Audrey lo besó en los labios para hacerle callar.

– Me parece que tengo hambre -dijo ella, levantándose.

Se colgó de su brazo y lo guió hacia la torre. En el último piso, había un restaurante con amplios ventanales de cristal que ofrecían una vista impagable de la ciudad.

Audrey apretó un botón, y la cabina se elevó. El ascensor de cristal estaba metido en una jaula transparente. Ella le enseñó la gran noria a lo lejos; a aquella distancia, uno casi tenía la impresión de estar más alto. Y cuando Audrey se volvió, descubrió el rostro de Mathias, pálido como un lienzo.

– ¿Estás bien? -preguntó ella inquieta.

– ¡En absoluto! -respondió él con una voz apenas audible.

Petrificado, dejó la cámara y se dejó caer a lo largo de la pared. Para evitar que se desmayara, Audrey se apretó a él y le puso la cara en su hombro, evitando que viera el vacío. Finalmente, lo rodeó con sus brazos protectores.

El timbre sonó y se abrieron las puertas en el último piso, frente a la recepción del restaurante. Un elegante mayordomo miró, bastante asombrado, a aquella pareja que estaba besándose de una forma tan apasionada y tierna a la vez y que tenía asegurados muchos bellos despertares. El maitre frunció el ceño, el timbre volvió a sonar y la cabina del ascensor volvió a bajar. Algunos instantes después, un taxi se dirigía a Brick Lane llevando a bordo a dos amantes, que todavía no se habían soltado.

La sábana la cubría hasta las caderas. Mathias jugaba con sus cabellos. Ella reposaba la cabeza sobre su torso. -¿Tienes cigarrillos? -preguntó Audrey.

– No fumo.

Ella se inclinó, lo besó en la nuca y abrió el cajón de la mesita de noche. Tras hundir en él la mano, cogió con la punta de los dedos un viejo paquete arrugado y un mechero.

– Estaba segura de que ese mentiroso fumaba.

– ¿Quién es el mentiroso?

– Un compañero fotógrafo a quien la cadena alquila este apartamento. Se ha ido durante seis meses a hacer un reportaje en Asia.

– Y cuando no está en Asia, ¿lo ves a menudo?

– ¡Es un compañero, Mathias! -dijo ella, saliendo de la cama.

Audrey se levantó.
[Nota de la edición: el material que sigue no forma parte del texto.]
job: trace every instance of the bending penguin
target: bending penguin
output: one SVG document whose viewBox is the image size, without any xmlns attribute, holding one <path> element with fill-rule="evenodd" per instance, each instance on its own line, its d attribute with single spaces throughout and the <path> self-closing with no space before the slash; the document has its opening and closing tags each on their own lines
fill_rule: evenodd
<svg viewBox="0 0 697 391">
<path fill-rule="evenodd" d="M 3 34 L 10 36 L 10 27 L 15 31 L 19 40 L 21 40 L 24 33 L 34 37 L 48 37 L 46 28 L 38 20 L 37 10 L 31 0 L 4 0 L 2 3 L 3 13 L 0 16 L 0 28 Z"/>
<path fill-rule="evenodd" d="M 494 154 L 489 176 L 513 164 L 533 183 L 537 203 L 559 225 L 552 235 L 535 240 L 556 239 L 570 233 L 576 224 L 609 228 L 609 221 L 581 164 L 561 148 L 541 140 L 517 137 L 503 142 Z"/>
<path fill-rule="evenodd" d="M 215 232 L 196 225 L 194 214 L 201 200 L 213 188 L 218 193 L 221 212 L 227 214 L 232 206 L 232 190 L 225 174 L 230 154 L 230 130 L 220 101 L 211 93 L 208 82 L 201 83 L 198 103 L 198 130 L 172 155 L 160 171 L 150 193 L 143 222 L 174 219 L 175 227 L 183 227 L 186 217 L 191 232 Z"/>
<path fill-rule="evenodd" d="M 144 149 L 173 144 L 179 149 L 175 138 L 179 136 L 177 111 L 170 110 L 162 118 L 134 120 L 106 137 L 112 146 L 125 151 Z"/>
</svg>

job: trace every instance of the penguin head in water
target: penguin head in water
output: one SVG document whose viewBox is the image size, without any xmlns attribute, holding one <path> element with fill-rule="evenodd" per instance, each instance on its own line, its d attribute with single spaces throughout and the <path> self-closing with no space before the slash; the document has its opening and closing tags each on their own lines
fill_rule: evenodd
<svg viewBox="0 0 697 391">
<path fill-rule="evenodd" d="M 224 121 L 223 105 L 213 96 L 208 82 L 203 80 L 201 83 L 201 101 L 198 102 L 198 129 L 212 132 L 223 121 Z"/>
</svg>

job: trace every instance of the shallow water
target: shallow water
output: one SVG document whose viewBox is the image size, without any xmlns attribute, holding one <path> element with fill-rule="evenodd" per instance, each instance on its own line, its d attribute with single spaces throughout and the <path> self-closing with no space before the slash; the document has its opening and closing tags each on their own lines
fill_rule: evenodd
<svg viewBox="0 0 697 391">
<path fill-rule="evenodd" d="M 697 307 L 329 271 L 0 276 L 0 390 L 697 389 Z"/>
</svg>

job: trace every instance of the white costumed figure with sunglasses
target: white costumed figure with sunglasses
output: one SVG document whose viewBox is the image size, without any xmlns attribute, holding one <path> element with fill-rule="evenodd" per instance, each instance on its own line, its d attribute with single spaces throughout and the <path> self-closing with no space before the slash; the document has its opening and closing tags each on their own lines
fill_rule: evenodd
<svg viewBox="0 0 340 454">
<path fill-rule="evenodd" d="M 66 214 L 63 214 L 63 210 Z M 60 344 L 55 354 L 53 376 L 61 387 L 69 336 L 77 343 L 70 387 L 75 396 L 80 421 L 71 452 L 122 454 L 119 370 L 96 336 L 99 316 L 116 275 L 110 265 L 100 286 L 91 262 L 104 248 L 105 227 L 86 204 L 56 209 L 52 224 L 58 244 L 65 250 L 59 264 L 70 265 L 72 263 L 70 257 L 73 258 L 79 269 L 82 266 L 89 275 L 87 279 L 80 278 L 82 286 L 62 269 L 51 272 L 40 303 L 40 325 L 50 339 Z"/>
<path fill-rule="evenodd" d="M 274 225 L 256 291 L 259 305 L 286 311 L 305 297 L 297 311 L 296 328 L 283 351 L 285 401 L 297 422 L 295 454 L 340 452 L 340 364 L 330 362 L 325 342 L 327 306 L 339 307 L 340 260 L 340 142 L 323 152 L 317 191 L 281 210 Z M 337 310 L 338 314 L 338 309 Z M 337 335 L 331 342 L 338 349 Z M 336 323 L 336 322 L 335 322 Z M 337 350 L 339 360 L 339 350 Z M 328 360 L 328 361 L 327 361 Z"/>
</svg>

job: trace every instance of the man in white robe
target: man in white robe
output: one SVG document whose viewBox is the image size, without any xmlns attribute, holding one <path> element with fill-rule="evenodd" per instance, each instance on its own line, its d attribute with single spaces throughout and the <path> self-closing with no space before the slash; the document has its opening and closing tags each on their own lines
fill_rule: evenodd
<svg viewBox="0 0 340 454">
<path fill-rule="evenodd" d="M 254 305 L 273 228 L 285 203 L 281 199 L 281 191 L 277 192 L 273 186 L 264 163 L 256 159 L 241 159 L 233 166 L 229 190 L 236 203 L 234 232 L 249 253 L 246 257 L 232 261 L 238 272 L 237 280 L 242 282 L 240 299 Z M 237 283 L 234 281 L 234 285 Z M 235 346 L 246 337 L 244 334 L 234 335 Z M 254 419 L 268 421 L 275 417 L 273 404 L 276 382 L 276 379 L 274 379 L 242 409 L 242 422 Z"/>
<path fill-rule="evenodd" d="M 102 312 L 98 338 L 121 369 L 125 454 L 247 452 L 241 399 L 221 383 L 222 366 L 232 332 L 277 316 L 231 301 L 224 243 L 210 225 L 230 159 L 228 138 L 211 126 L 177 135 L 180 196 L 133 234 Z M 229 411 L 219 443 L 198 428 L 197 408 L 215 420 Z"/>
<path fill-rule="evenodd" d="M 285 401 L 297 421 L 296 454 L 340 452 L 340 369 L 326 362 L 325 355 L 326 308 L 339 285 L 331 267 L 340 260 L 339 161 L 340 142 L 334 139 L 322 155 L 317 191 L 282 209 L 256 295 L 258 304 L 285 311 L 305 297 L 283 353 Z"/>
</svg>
Su larga silueta avanzó hasta la ventana. Se llevó el cigarrillo a los labios, y la llama del mechero tembló.

– ¿Qué estás mirando? -preguntó ella con el rostro pegado al cristal.

– Las volutas de humo.

– ¿Porqué?

– Por nada -respondió Mathias.

Audrey se volvió a la cama, se acomodó junto a Mathias y empezó a acariciarle con el pulgar el contorno de los labios.

– Hay una lágrima en el borde de tu párpado -dijo ella a la vez que la recogía con la punta de la lengua.

– Eres tan bella -murmuró Mathias.

Antoine temblaba, tiró de la cubierta y dejó al descubierto los pies. Abrió los ojos tiritando. El salón estaba en la penumbra; Sophie ya no estaba allí. Se llevó la cubierta; al llegar al descansillo, entreabrió la puerta de Mathias y vio que la cama de Mathias no estaba deshecha. Entró en la habitación de su hijo. Se deslizó bajo la manta y posó la cabeza en la almohada. Louis se volvió y, sin abrir los ojos, abrazó a su padre. La noche pasó.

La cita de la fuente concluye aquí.